Şakalar yazı yokuşunu tırmanmaya devam ediyor, son kitabı “Bahtiyar Yokuşu” undan alınma yukarıdaki satırlar. Belli ki “Hiç”likten “Bir” e yolculuk içinde, ince dokunuşlar bunun tezahürü, erişe bilene yolun sonu ballar balını bulmak, bunun ızdırabı içinde.
Hiç işte deriz derin boşluğu örtmek için, düşünceyi karalar, yazbozu karıştırırız! “HEP” makamı bozulmasın der hep daha “ÇOK” un peşinde koştururuz; makamın, malın, zevkin, ömrün… “Hep” de yetişemeyiz, “Tam” oldu derken ip kopar, mal kaçar ömür biter!
“Hiç aklımda yokken bir istek türkü aklıma düşüyor:
Tükendi nakdi ömrüm / Dilde sermayesi olan/ Bir ah kaldı
Sanırım derdimi Lokman’ a gösterdim / Dedi eyvah/ Bu derdin defeden bir çare bir İlah kaldı”
Kitaptan alıntılı başka satırlar aynı “Hiç”liğin iç akışını ifadelendiriyor, türküler de aynı şeyi söylüyor, demek insan nerede ve ne zaman yaşarsa aynı insan ve yolculuk aynı.
Yola girmişiz bir kere dönüşü, vazgeçişi, sobesi yok! Yolu anlının akıyla bitirmek, temiz kalmak, emaneti sahibine temiz vermek, “BİR” e ermek… O’ndan geldik yine O’na döneceğiz.
Biz neyiz? O’na giden yolcularız!
Ne güzel demiş; “Yaşamak, bir solukta geçilen çöl seferi, ölüm ne güzel bir vahadır”
Devam ediyor:
“Hayat acı bir kahve tadı kokusu telvesi… Yalnızlık istemeyen kahveyi terk etti ya ikisi ya üçü bir arada ama gerçeği arayanlar hep yalnız”

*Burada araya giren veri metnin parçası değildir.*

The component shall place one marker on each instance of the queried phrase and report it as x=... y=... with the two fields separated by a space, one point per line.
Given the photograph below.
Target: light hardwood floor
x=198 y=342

Üzerine kahve içilecek satırlar, elbette bizim kahveden, Yemen’den gelse de bizim pişirdiğimizden, adını bile verdiğimizden!

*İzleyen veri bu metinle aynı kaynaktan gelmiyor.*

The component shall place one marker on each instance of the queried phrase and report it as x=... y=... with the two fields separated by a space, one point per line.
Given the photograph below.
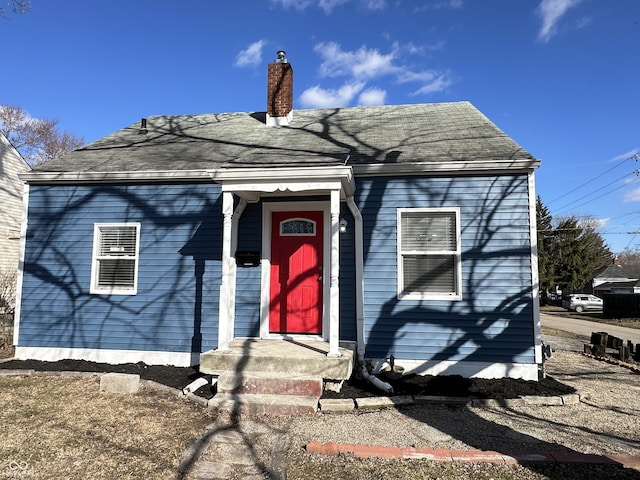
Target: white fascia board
x=271 y=180
x=113 y=177
x=441 y=168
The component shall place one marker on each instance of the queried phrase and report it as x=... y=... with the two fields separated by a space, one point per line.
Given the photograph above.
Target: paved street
x=585 y=328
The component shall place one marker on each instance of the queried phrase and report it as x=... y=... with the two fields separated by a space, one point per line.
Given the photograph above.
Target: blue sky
x=559 y=76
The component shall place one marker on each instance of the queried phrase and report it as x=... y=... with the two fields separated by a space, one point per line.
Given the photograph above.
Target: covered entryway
x=300 y=274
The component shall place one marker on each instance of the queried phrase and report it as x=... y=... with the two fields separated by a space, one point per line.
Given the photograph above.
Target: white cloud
x=297 y=4
x=362 y=63
x=329 y=5
x=318 y=97
x=630 y=155
x=437 y=83
x=365 y=65
x=372 y=96
x=250 y=56
x=551 y=11
x=375 y=4
x=439 y=5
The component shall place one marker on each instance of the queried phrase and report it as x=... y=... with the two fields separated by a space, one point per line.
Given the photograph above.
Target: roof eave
x=458 y=167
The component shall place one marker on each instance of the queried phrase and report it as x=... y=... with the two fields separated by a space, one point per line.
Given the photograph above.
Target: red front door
x=296 y=273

Anadolu’nun nefesini şehirlere taşımak, şehirde memleket havası yaşamak ve yaşatma isteyen yazarın son kitabı “Uzam Yayınları” dan çıkmış, taze telve kokusuyla…
Evet, Ahmet Şevki Şakalar yokuşu tırmanıyor, “Bahtiyar Yokuşu” onun solukları, yolun sonu “Bahtiyarlık” makamı olması duasıyla…
Hepimiz “Hiç”iz, “BİR” e giden yolcularız vesselam.